Cook several skillets of sliced spam until nicely browned. Save the grease.

In one of the skillets add enough grease (or veggie oil if you chicken out :)) to fry up diced potatoes, nice and golden. Use enough grease or oil to almost cover the potatoes and after you put them in, don't stir or turn them until they are nearly done. Take the potatoes out and put them in a bowl lined with papertowels to soak up excess grease.

In another skillet, with less grease, fry some sliced onions until they begin to get tender, (save a few of these grilled onions to add to the scrambled eggs), add diced potatoes. Before the potatoes are done, add sliced green and red bell peppers. You can stir this one as needed. It won't be as greasy and the onions would stick to the paper towels so don't use that trick when you serve them.

In a big bowl, beat some eggs with a little added water for fluffiness. Make some skillets of scrambled eggs. Add diced spam, grilled onions, or diced pepppers as you prefer. Make two or three versions of these scrambled eggs, someone is going to find a favorite.

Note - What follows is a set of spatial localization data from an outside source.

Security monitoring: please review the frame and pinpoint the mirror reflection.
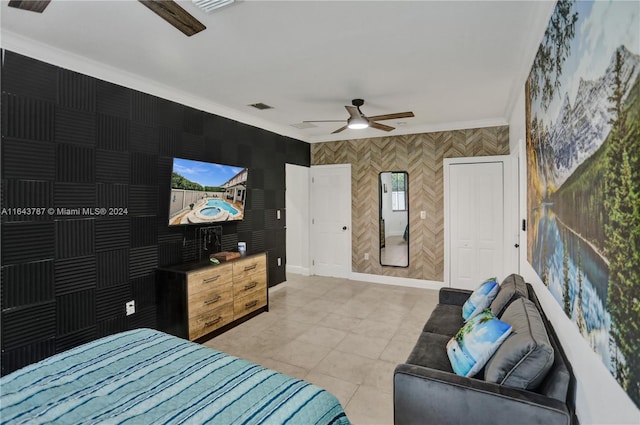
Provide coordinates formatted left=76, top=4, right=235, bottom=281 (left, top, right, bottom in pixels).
left=379, top=171, right=409, bottom=267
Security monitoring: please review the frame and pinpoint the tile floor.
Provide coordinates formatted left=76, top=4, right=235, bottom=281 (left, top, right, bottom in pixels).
left=203, top=274, right=439, bottom=425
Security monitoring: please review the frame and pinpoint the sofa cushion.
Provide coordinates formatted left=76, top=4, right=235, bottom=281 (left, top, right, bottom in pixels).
left=422, top=304, right=464, bottom=336
left=490, top=273, right=528, bottom=318
left=484, top=298, right=554, bottom=390
left=462, top=277, right=499, bottom=321
left=406, top=332, right=453, bottom=372
left=446, top=310, right=512, bottom=377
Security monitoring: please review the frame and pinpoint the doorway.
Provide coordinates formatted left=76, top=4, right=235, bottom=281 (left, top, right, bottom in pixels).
left=310, top=164, right=352, bottom=278
left=444, top=156, right=518, bottom=289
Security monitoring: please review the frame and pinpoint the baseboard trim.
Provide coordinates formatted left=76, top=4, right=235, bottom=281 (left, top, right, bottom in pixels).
left=350, top=272, right=446, bottom=290
left=286, top=265, right=311, bottom=276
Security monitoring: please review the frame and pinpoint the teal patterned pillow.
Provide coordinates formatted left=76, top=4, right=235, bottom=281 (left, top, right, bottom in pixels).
left=446, top=309, right=512, bottom=377
left=462, top=277, right=499, bottom=321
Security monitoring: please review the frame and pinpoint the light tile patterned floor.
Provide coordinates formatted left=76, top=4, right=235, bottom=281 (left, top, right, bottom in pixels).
left=203, top=274, right=439, bottom=425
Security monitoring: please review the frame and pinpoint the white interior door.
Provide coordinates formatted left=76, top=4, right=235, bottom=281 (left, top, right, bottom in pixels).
left=285, top=164, right=310, bottom=276
left=445, top=156, right=517, bottom=289
left=310, top=164, right=351, bottom=278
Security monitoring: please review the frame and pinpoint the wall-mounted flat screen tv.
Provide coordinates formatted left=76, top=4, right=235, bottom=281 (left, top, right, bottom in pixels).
left=168, top=158, right=248, bottom=226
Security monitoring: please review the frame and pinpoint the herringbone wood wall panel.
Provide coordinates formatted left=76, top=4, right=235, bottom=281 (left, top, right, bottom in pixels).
left=311, top=126, right=509, bottom=282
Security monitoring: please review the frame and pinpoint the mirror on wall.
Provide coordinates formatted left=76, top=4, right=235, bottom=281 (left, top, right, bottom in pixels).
left=379, top=171, right=409, bottom=267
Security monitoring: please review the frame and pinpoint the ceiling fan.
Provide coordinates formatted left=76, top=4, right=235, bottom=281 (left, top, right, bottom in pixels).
left=304, top=99, right=415, bottom=134
left=7, top=0, right=207, bottom=37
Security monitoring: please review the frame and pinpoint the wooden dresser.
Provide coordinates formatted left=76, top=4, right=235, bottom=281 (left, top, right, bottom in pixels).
left=156, top=253, right=268, bottom=342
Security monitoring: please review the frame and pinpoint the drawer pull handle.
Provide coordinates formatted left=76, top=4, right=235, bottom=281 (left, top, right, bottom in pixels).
left=205, top=316, right=222, bottom=327
left=204, top=295, right=222, bottom=305
left=245, top=300, right=258, bottom=309
left=244, top=282, right=258, bottom=291
left=243, top=264, right=257, bottom=272
left=203, top=275, right=221, bottom=284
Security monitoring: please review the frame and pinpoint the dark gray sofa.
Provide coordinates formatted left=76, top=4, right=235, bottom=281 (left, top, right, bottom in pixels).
left=394, top=274, right=576, bottom=425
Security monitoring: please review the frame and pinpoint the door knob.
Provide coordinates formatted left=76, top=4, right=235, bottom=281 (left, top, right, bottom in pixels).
left=342, top=226, right=347, bottom=230
left=514, top=243, right=520, bottom=248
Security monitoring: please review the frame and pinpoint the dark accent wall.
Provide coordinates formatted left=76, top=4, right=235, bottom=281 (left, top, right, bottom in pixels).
left=0, top=51, right=310, bottom=375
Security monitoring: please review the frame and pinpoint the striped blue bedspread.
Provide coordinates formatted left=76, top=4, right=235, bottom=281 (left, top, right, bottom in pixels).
left=0, top=329, right=350, bottom=425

Since everything is cooked in spam grease, don't touch the salt shaker.

You can use some of the grease to make gravy if you are feeding lumberjacks or fishermen. If you've fried some of the spam really thin, you can cut it into one inch pieces and make creamed spam on biscuits (or some other bread, toasted English muffins are good).

Serve with fresh hot biscuits, butter, homemade jams, sliced tomatoes, orange juice, milk, coffee, hot tea or if you have enough Southerners, Coca Cola. :)

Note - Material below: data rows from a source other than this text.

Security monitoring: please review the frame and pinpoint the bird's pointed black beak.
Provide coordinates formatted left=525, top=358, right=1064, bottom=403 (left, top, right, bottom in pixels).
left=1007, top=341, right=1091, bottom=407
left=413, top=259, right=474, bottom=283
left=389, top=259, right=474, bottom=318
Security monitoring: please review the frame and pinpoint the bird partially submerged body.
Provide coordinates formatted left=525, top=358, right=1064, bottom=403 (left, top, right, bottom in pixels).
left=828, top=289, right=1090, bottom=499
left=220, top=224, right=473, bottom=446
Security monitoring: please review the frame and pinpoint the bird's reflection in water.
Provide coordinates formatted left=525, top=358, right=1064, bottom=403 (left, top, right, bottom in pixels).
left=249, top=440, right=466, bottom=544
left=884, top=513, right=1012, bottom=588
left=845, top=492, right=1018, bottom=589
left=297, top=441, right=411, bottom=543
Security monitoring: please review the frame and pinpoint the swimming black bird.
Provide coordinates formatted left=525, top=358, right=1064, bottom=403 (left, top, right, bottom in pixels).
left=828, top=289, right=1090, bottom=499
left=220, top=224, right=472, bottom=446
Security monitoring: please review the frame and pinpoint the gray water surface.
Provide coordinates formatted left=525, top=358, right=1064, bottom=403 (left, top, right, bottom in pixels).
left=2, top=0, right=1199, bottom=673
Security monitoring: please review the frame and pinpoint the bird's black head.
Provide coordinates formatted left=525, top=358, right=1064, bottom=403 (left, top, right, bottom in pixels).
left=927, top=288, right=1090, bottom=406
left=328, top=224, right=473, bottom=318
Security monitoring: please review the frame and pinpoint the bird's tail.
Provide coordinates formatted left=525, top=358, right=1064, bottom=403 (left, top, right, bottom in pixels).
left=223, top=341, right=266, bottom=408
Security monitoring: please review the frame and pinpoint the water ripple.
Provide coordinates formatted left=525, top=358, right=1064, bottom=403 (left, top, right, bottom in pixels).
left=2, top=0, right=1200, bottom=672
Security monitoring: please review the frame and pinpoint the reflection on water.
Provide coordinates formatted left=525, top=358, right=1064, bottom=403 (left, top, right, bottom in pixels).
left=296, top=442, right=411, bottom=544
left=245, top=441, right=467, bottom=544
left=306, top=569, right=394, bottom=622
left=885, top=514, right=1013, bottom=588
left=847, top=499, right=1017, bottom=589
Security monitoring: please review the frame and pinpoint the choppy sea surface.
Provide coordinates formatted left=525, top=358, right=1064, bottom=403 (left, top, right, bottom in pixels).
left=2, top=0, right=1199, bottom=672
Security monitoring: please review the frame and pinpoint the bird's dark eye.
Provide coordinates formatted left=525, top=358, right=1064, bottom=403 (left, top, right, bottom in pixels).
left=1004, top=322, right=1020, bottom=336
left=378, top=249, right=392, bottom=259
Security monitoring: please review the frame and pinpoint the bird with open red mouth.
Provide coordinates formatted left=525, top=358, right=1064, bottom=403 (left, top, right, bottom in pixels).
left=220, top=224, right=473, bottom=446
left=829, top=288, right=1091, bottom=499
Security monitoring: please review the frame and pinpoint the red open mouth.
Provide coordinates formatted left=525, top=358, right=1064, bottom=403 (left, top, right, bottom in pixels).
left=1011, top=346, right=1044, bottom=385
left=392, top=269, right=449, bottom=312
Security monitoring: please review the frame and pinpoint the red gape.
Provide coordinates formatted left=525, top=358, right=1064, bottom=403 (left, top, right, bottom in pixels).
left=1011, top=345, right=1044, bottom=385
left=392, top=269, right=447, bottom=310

People may talk about this feed for years. :)

- Erin

= Give everyone the benefit of the doubt because certainty is a fragile thing that can be shattered by one overlooked fact.

SPAM - Survives

... a nuclear holocaust and still can be spread on other author's stories in the far future.... It is that well made with artificial preservatives and nanobots! Maybe see the House Horm(on)el built entirely out of SPAM? Hmm, id say ban the stuff before it invades us :P hehe

Please keep diligently on watch Erin... and id be interested in other recipes.

Sephrena Lynn Miller

I do not like...

green eggs... but SPAM? Ahhh, childhood memories: salt, fat, pink meat!